Dave Kehr wrote for the Chicago Tribune in 1988: "The added richness of resolution and the silvery sheen that the first generation 70 mm. nitrate prints would have provided can only be imagined. And yet, The Big Trail remains an eye-popping experience".

==Home media==
The 70mm version was finally seen on cable television in the late 1990s. The 35mm version had been released to VHS and DVD previously for several years. A two-disc restored DVD was released in the U.S. on May 13, 2008, featuring the 35 and 70-millimeter versions. A Blu-ray edition featuring the 70-millimeter version was released in September 2012.

The film's copyright was renewed, so the film finally entered the public domain in 2026.
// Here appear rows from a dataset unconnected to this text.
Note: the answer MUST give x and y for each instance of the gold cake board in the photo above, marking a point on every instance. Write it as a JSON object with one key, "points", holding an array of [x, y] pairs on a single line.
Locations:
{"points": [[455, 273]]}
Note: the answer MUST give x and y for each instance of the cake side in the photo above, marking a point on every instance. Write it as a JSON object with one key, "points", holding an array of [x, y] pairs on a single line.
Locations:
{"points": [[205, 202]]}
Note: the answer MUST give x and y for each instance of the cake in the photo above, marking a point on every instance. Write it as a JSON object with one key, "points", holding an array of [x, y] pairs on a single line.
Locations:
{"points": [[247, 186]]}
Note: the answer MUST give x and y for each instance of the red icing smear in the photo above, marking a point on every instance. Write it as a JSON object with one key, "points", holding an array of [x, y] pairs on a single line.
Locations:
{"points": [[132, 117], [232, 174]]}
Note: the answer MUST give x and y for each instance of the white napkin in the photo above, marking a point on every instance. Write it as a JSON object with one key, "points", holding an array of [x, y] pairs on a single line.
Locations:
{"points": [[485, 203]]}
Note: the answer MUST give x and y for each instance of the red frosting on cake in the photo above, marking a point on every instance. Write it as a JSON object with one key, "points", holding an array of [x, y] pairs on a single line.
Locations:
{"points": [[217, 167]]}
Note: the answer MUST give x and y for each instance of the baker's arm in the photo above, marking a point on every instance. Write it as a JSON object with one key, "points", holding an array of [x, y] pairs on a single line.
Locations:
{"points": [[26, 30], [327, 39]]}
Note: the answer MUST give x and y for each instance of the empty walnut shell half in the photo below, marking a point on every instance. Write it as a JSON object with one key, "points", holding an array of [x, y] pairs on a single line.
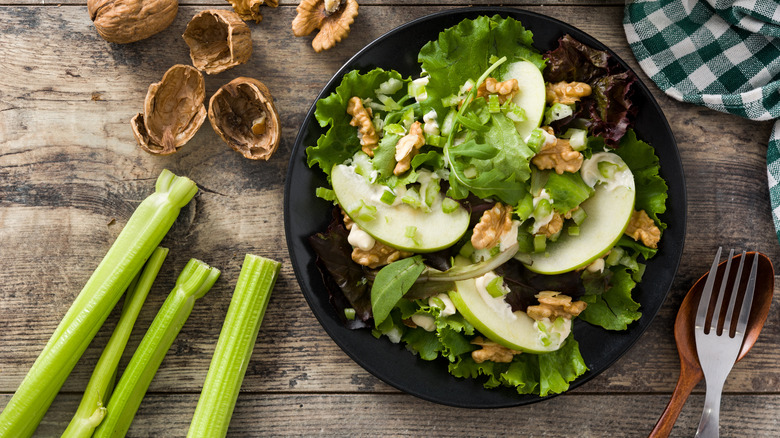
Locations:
{"points": [[331, 17], [250, 9], [127, 21], [242, 112], [173, 111], [218, 40]]}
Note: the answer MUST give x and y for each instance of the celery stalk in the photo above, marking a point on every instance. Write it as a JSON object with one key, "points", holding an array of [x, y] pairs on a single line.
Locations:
{"points": [[92, 408], [194, 281], [144, 231], [234, 347]]}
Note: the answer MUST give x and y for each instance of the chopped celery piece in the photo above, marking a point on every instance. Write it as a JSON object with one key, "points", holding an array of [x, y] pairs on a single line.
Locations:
{"points": [[364, 212], [493, 104], [450, 100], [139, 238], [540, 243], [470, 123], [234, 347], [543, 209], [194, 281], [448, 205], [495, 287], [326, 194], [449, 122], [92, 408], [411, 233], [388, 197], [515, 113], [525, 207], [557, 111], [535, 140], [467, 250], [637, 275], [434, 140]]}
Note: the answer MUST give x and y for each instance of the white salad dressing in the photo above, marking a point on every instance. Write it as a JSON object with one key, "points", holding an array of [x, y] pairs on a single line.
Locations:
{"points": [[421, 82], [539, 222], [425, 322], [497, 304], [360, 239], [431, 126], [449, 307], [591, 174], [552, 329]]}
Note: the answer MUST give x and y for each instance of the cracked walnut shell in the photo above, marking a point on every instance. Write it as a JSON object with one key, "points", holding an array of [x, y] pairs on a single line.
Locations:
{"points": [[242, 112], [250, 9], [218, 40], [127, 21], [331, 17], [173, 111]]}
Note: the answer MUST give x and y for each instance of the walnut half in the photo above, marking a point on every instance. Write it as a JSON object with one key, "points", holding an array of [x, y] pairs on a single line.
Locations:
{"points": [[332, 17], [243, 113], [218, 40], [173, 111]]}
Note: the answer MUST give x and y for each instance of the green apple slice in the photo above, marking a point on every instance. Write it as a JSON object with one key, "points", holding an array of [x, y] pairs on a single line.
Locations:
{"points": [[398, 225], [609, 209], [532, 96], [515, 330]]}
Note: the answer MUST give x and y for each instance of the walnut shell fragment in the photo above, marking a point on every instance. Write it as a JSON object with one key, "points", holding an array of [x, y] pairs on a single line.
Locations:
{"points": [[331, 17], [173, 111], [250, 9], [242, 112], [218, 40], [127, 21]]}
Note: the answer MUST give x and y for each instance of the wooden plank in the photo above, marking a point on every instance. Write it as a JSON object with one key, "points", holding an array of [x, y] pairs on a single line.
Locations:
{"points": [[405, 416], [69, 166]]}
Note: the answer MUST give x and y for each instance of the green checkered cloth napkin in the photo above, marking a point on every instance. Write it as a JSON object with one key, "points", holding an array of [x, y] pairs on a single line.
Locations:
{"points": [[721, 54]]}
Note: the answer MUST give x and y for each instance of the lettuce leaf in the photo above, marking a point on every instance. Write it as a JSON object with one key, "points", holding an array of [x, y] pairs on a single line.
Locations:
{"points": [[542, 374], [613, 308], [340, 142]]}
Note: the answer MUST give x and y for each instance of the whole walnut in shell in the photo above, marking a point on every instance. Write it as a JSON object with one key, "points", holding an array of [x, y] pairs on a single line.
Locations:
{"points": [[218, 40], [331, 17], [242, 112], [173, 111], [127, 21]]}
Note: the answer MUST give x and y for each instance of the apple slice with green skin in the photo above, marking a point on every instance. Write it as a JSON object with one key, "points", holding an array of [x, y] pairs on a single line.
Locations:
{"points": [[609, 209], [518, 332], [398, 225], [532, 96]]}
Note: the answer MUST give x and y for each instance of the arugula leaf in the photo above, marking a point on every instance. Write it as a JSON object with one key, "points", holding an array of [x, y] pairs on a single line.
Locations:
{"points": [[340, 142], [613, 308], [463, 52], [391, 283], [567, 190]]}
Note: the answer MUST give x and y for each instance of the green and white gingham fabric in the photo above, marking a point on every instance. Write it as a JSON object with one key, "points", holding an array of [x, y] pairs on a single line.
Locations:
{"points": [[718, 53]]}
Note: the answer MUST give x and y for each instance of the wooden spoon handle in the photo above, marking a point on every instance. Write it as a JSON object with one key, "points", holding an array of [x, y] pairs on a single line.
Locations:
{"points": [[685, 385]]}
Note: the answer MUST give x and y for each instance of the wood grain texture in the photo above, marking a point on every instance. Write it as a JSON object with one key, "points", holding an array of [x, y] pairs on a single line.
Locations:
{"points": [[71, 174]]}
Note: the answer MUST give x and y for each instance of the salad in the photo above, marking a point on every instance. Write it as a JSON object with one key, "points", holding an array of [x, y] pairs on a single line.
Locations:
{"points": [[482, 206]]}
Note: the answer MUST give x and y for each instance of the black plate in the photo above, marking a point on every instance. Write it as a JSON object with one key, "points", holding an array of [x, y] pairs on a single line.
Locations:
{"points": [[304, 215]]}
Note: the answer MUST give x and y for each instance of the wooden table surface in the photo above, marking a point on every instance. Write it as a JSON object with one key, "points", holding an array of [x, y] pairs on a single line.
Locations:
{"points": [[71, 174]]}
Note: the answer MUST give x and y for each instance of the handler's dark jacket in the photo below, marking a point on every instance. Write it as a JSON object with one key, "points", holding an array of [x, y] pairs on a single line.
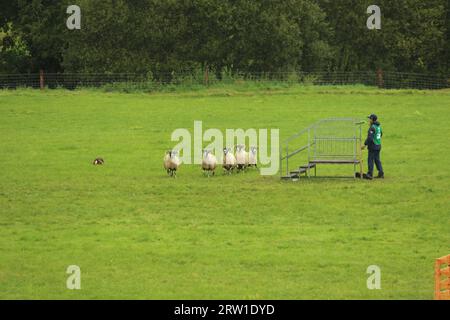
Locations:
{"points": [[370, 135]]}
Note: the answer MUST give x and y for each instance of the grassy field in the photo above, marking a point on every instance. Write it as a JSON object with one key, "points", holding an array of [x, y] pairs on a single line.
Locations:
{"points": [[135, 233]]}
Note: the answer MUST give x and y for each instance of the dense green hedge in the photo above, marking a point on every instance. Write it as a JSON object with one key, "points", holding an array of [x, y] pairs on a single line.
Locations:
{"points": [[160, 36]]}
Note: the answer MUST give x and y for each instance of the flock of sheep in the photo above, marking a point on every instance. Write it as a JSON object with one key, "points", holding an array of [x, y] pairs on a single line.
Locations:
{"points": [[239, 161]]}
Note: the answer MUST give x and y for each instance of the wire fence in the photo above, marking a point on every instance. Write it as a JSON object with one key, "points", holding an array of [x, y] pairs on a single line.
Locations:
{"points": [[71, 81]]}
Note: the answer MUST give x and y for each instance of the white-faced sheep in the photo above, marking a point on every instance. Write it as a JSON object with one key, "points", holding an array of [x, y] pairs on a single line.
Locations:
{"points": [[171, 162], [241, 157], [229, 160], [253, 157], [209, 162]]}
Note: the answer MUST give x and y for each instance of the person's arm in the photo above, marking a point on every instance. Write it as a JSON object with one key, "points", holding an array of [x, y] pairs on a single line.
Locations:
{"points": [[369, 136]]}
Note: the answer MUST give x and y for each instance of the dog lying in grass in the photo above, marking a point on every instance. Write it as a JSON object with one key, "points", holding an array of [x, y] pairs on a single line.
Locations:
{"points": [[98, 162]]}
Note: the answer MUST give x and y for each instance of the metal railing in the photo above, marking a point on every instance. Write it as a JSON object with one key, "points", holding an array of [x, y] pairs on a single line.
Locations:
{"points": [[334, 140]]}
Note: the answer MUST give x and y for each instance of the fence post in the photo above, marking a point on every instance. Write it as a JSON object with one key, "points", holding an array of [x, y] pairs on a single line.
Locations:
{"points": [[206, 76], [41, 80], [379, 78]]}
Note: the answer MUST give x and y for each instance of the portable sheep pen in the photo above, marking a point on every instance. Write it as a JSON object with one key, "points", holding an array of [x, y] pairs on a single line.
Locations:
{"points": [[328, 141]]}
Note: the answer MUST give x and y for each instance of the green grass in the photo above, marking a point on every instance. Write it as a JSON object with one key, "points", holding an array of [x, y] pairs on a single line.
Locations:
{"points": [[136, 233]]}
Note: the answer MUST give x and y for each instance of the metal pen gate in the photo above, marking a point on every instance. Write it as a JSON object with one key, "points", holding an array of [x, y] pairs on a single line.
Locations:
{"points": [[328, 141]]}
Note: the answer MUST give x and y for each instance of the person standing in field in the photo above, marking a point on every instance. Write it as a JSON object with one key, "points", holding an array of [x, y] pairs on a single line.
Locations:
{"points": [[373, 143]]}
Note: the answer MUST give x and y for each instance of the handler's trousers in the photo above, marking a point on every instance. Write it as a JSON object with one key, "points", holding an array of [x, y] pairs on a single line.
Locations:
{"points": [[374, 157]]}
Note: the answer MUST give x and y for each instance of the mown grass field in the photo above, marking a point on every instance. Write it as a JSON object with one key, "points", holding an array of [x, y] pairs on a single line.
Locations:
{"points": [[135, 233]]}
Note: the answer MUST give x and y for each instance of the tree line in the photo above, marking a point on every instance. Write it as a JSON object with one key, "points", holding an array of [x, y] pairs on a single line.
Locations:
{"points": [[248, 36]]}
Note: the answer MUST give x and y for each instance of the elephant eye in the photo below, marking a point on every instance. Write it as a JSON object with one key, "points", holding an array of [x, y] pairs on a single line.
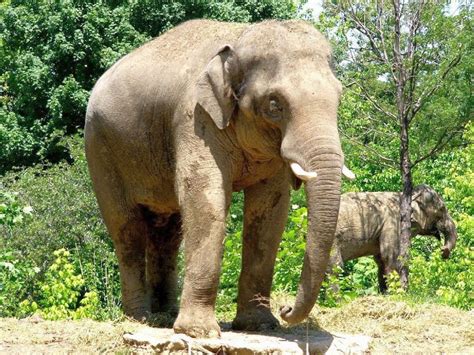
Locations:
{"points": [[274, 110]]}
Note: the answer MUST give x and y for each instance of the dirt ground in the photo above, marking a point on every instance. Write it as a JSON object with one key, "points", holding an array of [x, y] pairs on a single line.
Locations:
{"points": [[395, 326]]}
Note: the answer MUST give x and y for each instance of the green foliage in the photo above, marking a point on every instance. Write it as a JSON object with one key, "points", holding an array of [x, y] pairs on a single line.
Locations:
{"points": [[11, 212], [17, 276], [59, 294], [65, 216]]}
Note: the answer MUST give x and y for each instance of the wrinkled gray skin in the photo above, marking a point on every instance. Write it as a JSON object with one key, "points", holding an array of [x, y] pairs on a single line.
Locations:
{"points": [[177, 125], [368, 224]]}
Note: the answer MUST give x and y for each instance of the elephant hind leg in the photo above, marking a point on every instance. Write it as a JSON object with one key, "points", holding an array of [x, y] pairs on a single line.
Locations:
{"points": [[162, 247], [382, 272]]}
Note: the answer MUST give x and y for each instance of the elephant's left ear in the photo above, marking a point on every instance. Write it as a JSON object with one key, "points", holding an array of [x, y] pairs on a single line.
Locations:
{"points": [[214, 87]]}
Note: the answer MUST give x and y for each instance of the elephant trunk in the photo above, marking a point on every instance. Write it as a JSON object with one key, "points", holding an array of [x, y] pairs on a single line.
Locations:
{"points": [[323, 198], [450, 236]]}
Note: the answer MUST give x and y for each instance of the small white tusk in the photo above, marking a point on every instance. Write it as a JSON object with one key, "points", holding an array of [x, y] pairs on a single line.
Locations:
{"points": [[347, 173], [301, 173]]}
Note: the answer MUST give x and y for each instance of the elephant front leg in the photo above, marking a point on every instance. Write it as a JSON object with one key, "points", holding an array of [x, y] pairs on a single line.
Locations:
{"points": [[204, 205], [265, 215]]}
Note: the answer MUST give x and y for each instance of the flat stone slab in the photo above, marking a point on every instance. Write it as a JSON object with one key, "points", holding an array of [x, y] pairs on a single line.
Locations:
{"points": [[165, 341]]}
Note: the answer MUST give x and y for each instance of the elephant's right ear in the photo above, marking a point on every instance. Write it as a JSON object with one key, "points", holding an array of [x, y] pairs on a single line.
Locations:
{"points": [[214, 87]]}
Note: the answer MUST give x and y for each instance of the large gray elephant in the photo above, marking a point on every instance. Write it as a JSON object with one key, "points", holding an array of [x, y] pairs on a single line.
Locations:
{"points": [[369, 224], [177, 125]]}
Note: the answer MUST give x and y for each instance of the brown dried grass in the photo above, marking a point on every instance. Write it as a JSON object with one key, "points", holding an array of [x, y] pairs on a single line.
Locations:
{"points": [[395, 327]]}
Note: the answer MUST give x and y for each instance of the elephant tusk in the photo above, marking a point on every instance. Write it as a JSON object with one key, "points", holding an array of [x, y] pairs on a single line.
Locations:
{"points": [[301, 173], [347, 173]]}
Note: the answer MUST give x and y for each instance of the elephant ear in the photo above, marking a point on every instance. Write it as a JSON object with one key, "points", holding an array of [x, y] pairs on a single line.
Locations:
{"points": [[214, 87]]}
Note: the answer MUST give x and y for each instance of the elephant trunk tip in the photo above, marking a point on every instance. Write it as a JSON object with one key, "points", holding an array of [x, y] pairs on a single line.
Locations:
{"points": [[445, 252], [288, 315]]}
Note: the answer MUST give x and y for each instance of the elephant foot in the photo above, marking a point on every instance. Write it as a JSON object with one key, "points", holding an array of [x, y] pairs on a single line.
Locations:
{"points": [[197, 323], [139, 314], [255, 320]]}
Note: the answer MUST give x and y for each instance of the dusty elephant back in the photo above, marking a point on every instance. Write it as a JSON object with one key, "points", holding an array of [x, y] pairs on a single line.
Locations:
{"points": [[362, 216], [132, 110]]}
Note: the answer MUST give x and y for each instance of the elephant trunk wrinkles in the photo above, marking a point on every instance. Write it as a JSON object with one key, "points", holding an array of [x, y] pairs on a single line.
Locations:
{"points": [[323, 198], [450, 236]]}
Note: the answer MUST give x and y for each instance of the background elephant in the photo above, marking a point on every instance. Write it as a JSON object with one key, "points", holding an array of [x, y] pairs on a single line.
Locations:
{"points": [[177, 125], [368, 224]]}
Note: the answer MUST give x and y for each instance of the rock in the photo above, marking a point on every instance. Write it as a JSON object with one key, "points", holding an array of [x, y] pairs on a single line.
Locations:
{"points": [[165, 341]]}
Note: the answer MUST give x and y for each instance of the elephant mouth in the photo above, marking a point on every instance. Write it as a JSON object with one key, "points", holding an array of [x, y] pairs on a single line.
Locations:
{"points": [[304, 175]]}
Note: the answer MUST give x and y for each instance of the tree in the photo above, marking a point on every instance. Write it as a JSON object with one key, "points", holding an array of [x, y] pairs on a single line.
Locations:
{"points": [[410, 62], [52, 52]]}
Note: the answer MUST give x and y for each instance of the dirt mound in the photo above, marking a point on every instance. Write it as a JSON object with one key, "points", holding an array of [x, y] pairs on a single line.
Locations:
{"points": [[394, 326]]}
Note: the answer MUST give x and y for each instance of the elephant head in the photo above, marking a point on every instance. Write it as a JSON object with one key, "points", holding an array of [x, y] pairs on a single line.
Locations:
{"points": [[430, 217], [275, 89]]}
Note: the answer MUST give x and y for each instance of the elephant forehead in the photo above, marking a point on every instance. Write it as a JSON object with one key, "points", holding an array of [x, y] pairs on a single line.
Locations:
{"points": [[283, 38]]}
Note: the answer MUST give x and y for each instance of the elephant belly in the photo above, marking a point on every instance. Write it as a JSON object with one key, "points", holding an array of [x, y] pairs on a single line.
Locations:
{"points": [[357, 249]]}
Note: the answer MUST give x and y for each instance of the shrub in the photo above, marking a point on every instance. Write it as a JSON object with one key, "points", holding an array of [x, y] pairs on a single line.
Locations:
{"points": [[65, 216], [60, 295]]}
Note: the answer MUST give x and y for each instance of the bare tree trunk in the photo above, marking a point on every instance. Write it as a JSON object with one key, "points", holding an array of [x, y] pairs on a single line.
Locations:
{"points": [[405, 164], [405, 204]]}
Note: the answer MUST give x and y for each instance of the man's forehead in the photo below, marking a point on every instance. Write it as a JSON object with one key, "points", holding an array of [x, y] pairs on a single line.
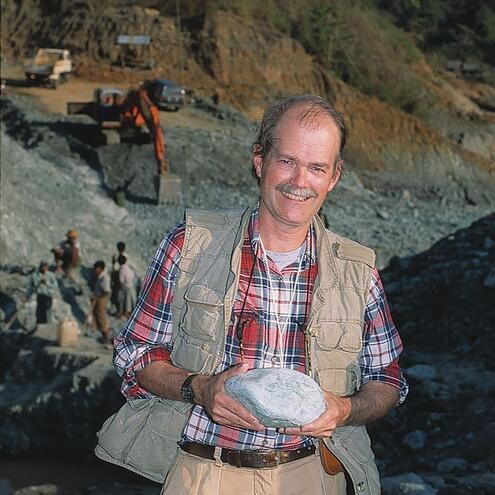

==Foreign-language versions==
A fairly common practice in the early sound era was to simultaneously produce at least one foreign-language version of a film for release in non-English-speaking countries; an approach later replaced by simply dubbing the dialogue. There were at least four foreign-language versions made of The Big Trail, all filmed in 35mm, 1.20:1 ratio and using different casts and different character names:

- French: La Piste des géants (1931), directed by Pierre Couderc, starring Gaston Glass (Pierre Calmine), Jeanne Helbling (Denise Vernon), Margot Rousseroy (Yvette), Raoul Paoli (Flack), Louis Mercier (Lopez).
- German: Die Große Fahrt (1931), directed by Lewis Seiler and Raoul Walsh, starring Theo Shall (Bill Coleman), Marion Lessing (Ruth Winter), Ullrich Haupt (Thorpe), Arnold Korff (Peter), Anders Van Haden (Bull Flack), Peter Erkelenz (Fichte), Paul Panzer (Lopez).
- Italian: Il grande sentiero (1931), starring Franco Corsaro and Luisa Caselotti.
- Spanish: La Gran jornada (1931), directed by David Howard, Samuel Schneider, and Raoul Walsh, starring Jorge Lewis (Raul Coleman), Carmen Guerrero (Isabel Prados), Roberto Guzmán (Tomas), Martin Garralaga (Martin), Al Ernest Garcia (Flack), Tito Davison (Daniel), Carlos Villarías (Orena), Charles Stevens (Lopez).